Angeline Lillard is Professor of Psychology at the University of Virginia and Director of the university’s Early Development Lab. Her research considers how children’s interactions with pretend play, fantasy, imagination, and media influence their cognitive and social development. Lillard is the author of Montessori: The Science behind the Genius and numerous articles and essays. She has contributed to the Blackwell Handbook of Cognitive Development, the Oxford Handbook of the Development of Play, The Child: An Encyclopedic Companion, and other works. She has also lectured internationally and serves currently as Associate Editor of the Journal of Cognition and Development.
Evangeline E. Nwokah is Associate Professor and Chair of the Department of Communication and Learning Disorders at Our Lady of the Lake University. Trained academically in the United Kingdom and the United States, she has extensive clinical experience in England, Canada, and the United States and has taught in England, Nigeria, and America. She has written more than two dozen articles on early-childhood language and emergent literacy and is editor of Play as Engagement and Communication, volume 10 of the Play & Culture Studies series. Hui-Chin Hsu is Associate Professor of Human Development and Family Science at the University of Georgia.
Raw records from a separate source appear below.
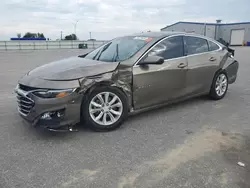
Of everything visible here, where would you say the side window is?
[148,36,184,59]
[208,41,220,51]
[185,36,208,55]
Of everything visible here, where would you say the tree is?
[64,34,77,40]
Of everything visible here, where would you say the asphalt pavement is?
[0,47,250,188]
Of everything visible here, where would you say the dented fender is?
[79,64,133,111]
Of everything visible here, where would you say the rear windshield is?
[84,36,152,62]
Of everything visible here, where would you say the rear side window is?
[208,41,220,51]
[148,36,184,59]
[185,36,208,55]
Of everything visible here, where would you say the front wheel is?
[209,72,228,100]
[82,87,128,131]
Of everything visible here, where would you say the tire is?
[209,71,228,100]
[82,86,128,131]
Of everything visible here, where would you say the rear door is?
[184,36,219,94]
[133,36,187,109]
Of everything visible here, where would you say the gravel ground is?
[0,47,250,188]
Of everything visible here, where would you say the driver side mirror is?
[138,56,164,65]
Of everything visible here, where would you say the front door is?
[133,36,187,109]
[184,36,219,94]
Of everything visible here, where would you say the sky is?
[0,0,250,40]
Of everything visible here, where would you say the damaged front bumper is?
[15,87,82,132]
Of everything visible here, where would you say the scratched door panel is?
[133,57,187,109]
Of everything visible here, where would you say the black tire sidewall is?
[82,86,128,131]
[210,71,228,100]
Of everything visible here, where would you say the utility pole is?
[74,20,79,39]
[204,22,207,36]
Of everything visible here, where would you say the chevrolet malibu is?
[15,32,239,131]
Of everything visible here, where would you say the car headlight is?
[33,89,76,98]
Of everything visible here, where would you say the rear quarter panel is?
[220,50,239,84]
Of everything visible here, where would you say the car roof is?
[128,31,185,38]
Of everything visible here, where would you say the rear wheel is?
[209,72,228,100]
[82,87,128,131]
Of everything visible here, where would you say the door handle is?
[178,63,187,69]
[209,57,216,61]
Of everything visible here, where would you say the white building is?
[161,20,250,45]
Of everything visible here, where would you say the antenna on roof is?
[216,19,222,23]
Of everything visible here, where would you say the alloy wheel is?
[89,92,123,126]
[215,74,227,97]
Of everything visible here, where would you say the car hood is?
[27,57,119,81]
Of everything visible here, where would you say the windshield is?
[85,36,152,62]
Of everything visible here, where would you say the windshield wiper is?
[94,43,111,60]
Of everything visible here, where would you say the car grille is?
[17,93,35,116]
[19,84,38,91]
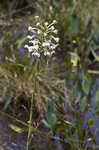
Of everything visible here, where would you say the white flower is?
[28,46,33,52]
[29,39,39,45]
[44,33,47,37]
[54,37,59,43]
[32,52,40,57]
[44,22,48,26]
[28,26,33,31]
[24,45,29,48]
[44,51,51,56]
[52,30,58,34]
[51,36,59,43]
[27,35,35,40]
[53,20,57,24]
[36,22,40,26]
[37,30,41,34]
[51,44,58,50]
[51,51,55,55]
[35,16,39,19]
[50,26,55,31]
[42,42,50,47]
[33,45,39,50]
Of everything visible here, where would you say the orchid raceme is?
[24,16,59,57]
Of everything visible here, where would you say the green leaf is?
[80,96,87,112]
[88,119,95,126]
[42,119,51,128]
[3,92,13,110]
[70,15,80,37]
[47,113,57,127]
[82,75,90,95]
[95,89,99,109]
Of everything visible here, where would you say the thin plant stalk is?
[26,69,36,150]
[26,91,34,150]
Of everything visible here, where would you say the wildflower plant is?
[25,16,59,58]
[24,16,59,150]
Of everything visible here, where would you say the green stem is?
[26,91,34,150]
[26,66,37,150]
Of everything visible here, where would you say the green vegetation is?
[0,0,99,150]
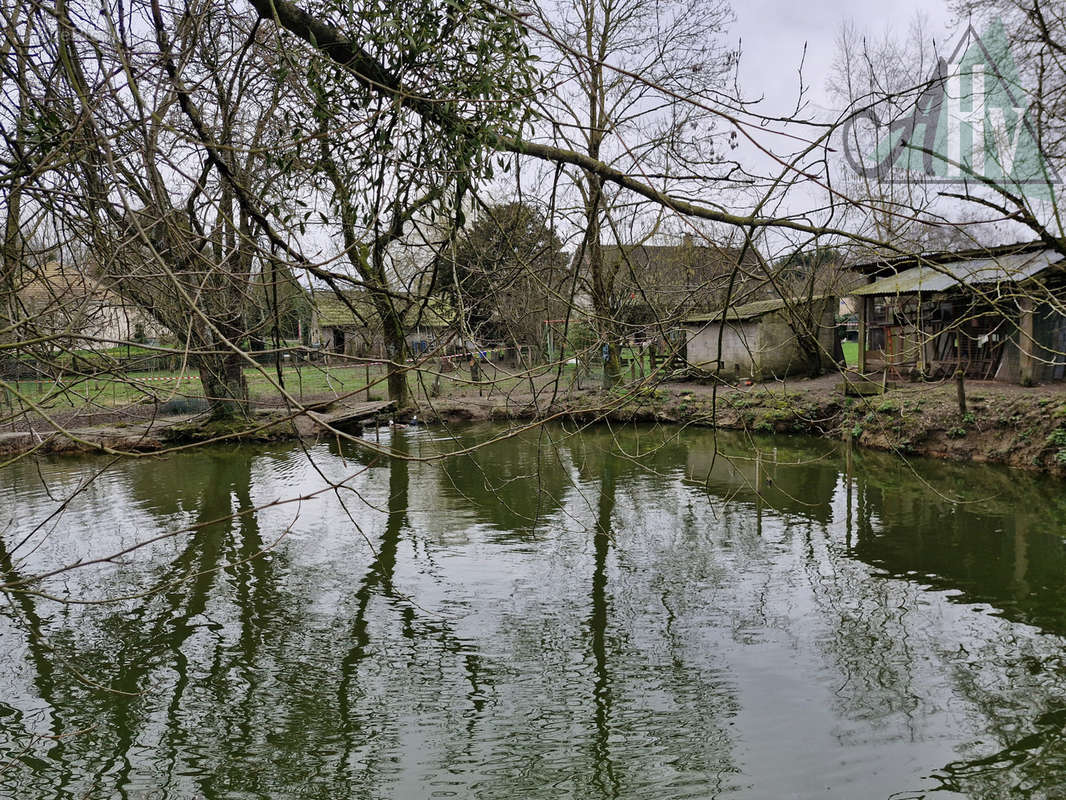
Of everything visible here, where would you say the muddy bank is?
[422,374,1066,477]
[6,374,1066,477]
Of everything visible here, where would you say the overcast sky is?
[731,0,951,124]
[716,0,976,250]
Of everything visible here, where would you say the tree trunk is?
[197,353,248,420]
[375,297,410,409]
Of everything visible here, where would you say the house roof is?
[603,242,758,278]
[682,294,826,325]
[851,247,1063,298]
[18,261,115,311]
[311,290,455,327]
[846,241,1047,276]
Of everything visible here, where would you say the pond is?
[0,426,1066,800]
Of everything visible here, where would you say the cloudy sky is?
[731,0,954,125]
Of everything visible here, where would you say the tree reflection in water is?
[0,427,1066,799]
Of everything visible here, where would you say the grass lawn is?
[840,341,859,366]
[0,361,574,416]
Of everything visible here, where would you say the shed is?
[852,243,1066,383]
[682,295,840,380]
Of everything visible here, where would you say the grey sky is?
[732,0,951,122]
Her research considers the social-emotional development in parent-child interaction from infancy to preschool age and the role of culture in parenting efficacy. Her work has appeared in a number of journals including Infancy and Developmental Psychology, and she is coauthor of Change Processes in Interpersonal Relationships: Infant-Mother Communication in a Historical-Relational Perspective. Hope Gulker is Clinical Associate Professor and Codirector of Preschool Language Programs in the Department of Speech, Language, and Hearing Sciences at Purdue University. Her research considers music, affective development, and family participation in early-childhood settings.
Phillip Prager is Lecturer in Digital Play and Aesthetics at the IT University of Copenhagen. His interdisciplinary approach interprets twentieth-century art through the lens of scientific research on creativity and play. He has worked extensively in both the film industry and academia and organized interactive exhibitions. His writings have appeared in Creativity Research Journal, Digital Creativity, and other publications.